If you have a small business and you’ve decided to expand, get some new equipment, more inventory, or hire extra hands, a small business loan can be a great way for your company to grow and get ahead. Today, there are more options than ever for finding a lender, especially online.
So where do you start? Here's a breakdown of the steps you'll need to take to get your funding as fast as possible.
1. Get your papers ready
Countless people apply for small business loans and the process can sometimes feel like jumping through hoops. Try to get the right documents together in advance so that you're prepared with everything your lender needs. Luckily, most loan applications ask for more or less these same things:
- Your current and former business and personal addresses
- Your resume
- A comprehensive credit report
- Any criminal records
- A report of any debt
- Financial reports and tax info
- A breakdown of the funding you need
- Your plan for the money
You’ll also need to show documents related to your business, such as your lease contract, licenses, franchise agreement if you have one, and examples of monthly expenses. If you can put up collateral for the loan, bring all relevant documents to the meeting with your loan officer, such as any appraisal documents proving the value of the assets you are using.

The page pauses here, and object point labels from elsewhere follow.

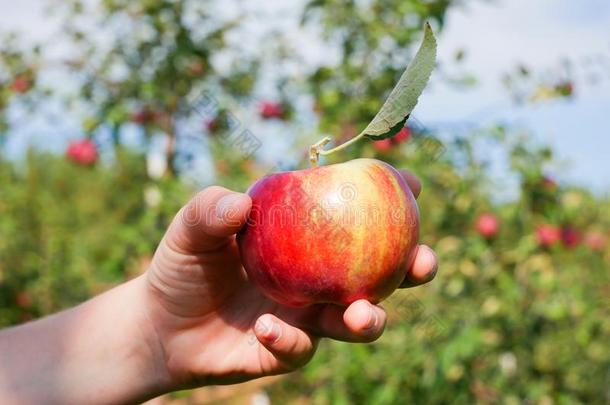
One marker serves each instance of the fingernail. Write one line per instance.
(432, 274)
(373, 319)
(271, 331)
(226, 205)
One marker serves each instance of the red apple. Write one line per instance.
(549, 184)
(487, 225)
(83, 152)
(21, 84)
(570, 236)
(143, 117)
(330, 234)
(547, 235)
(595, 240)
(384, 145)
(270, 110)
(212, 125)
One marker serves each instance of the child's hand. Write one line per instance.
(214, 326)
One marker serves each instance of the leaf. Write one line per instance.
(403, 97)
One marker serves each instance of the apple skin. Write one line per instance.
(330, 234)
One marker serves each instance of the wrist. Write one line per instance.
(144, 345)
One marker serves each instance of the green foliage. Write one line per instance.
(68, 232)
(506, 320)
(404, 96)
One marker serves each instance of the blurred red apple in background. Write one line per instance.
(21, 84)
(143, 116)
(270, 110)
(547, 235)
(595, 240)
(331, 234)
(83, 152)
(570, 236)
(487, 225)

2. Prepare a business plan
Your business plan is your opportunity to present your case in a professional, clear and well-detailed manner. You should consider preparing some simple visual aids, and be ready to answer these questions:
What type of business are you running?
Create an overview of your company and what you do that makes your business unique. Be able to show who your suppliers are, the makeup of your customers, and any plans you have for increasing your clientele. What competing businesses operate in your area and what’s your edge over them?
How’s your business doing?
The lender wants to see your business' financial data to make sure you can repay the loan, like estimates of expenses, expected sales, and costs. Include a break-even analysis, cash flow projections, and tax returns for the past 3 years. Also, show your accounts receivable and payable, balance sheets or profit and loss statements, and bank statements from the last year. The lender will want to know how you plan to have the revenue to repay the loan.

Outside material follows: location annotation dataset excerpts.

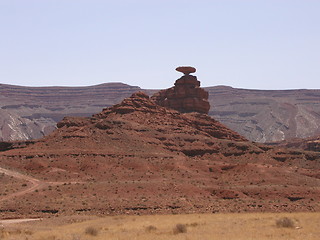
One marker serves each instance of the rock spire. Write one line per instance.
(186, 95)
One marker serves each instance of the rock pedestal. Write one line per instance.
(185, 96)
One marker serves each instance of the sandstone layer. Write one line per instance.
(185, 96)
(259, 115)
(137, 157)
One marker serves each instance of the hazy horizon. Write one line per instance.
(267, 45)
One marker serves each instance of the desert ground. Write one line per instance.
(237, 226)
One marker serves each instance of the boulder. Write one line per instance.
(186, 95)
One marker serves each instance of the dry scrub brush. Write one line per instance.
(91, 231)
(180, 228)
(285, 223)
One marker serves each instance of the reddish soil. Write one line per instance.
(137, 158)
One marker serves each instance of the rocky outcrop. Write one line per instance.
(137, 157)
(186, 95)
(259, 115)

How do you plan to use the money?
You need to show how the loan fits into the long-term goals of your company and how it can promote growth and revenue.

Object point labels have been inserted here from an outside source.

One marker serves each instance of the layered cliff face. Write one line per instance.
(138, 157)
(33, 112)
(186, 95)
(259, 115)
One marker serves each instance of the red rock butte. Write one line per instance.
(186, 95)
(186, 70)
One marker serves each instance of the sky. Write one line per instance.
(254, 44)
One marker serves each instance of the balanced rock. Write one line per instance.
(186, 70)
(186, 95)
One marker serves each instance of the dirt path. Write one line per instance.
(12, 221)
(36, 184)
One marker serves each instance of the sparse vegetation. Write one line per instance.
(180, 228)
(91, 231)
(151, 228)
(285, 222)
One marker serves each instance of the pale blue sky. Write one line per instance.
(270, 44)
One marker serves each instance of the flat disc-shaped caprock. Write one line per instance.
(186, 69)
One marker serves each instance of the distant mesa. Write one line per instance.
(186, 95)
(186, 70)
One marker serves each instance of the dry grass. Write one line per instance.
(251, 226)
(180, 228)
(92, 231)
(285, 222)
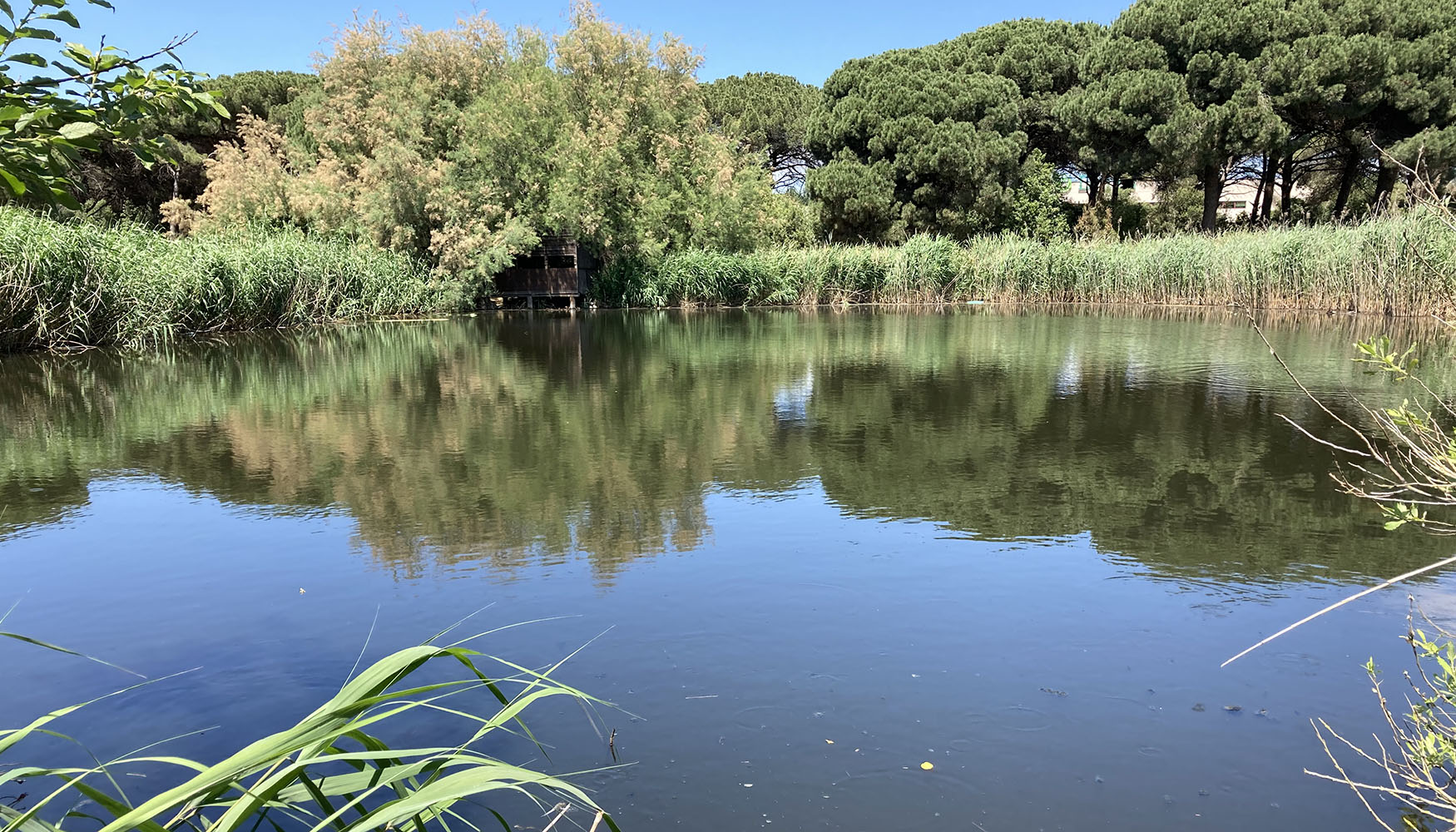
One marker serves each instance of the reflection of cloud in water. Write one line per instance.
(791, 403)
(1069, 378)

How much money do you need?
Come up with a figure and stand by it with your goals and revenue projections.
How much debt do you already have?
If you have any outstanding loans, the lender will want to understand and evaluate it, and it could impact your chances of receiving a loan. Send documentation for your other debts and how you plan to repay them, and explain that this won’t interfere with your ability to repay the loan. If your debt-to-income ratio is high, you may need collateral, excellent credit, or both, in order to get a loan with good rates and terms.
Who’s on your team?
Provide lenders with a close look at your workforce, the management of your business, and how you’re qualified to help them reach their potential so that your business continues to grow. If you pay several salaries, lenders will want to know this is a good investment for your company and that your business has firm legs to stand on.
3. Budget accordingly
Once you’ve received your loan, it’s crucial that you budget the monthly payment and any fees, interest and taxes into your monthly or quarterly expenses. When the funds come in, it's easy to spend. It can be harder to pay back the loan when the time comes without planning in advance with a clearly outlined budget. By the time you've received the loan, you've already pitched your plan to the lender, so stick with it and budget any bumps in the road into your plan.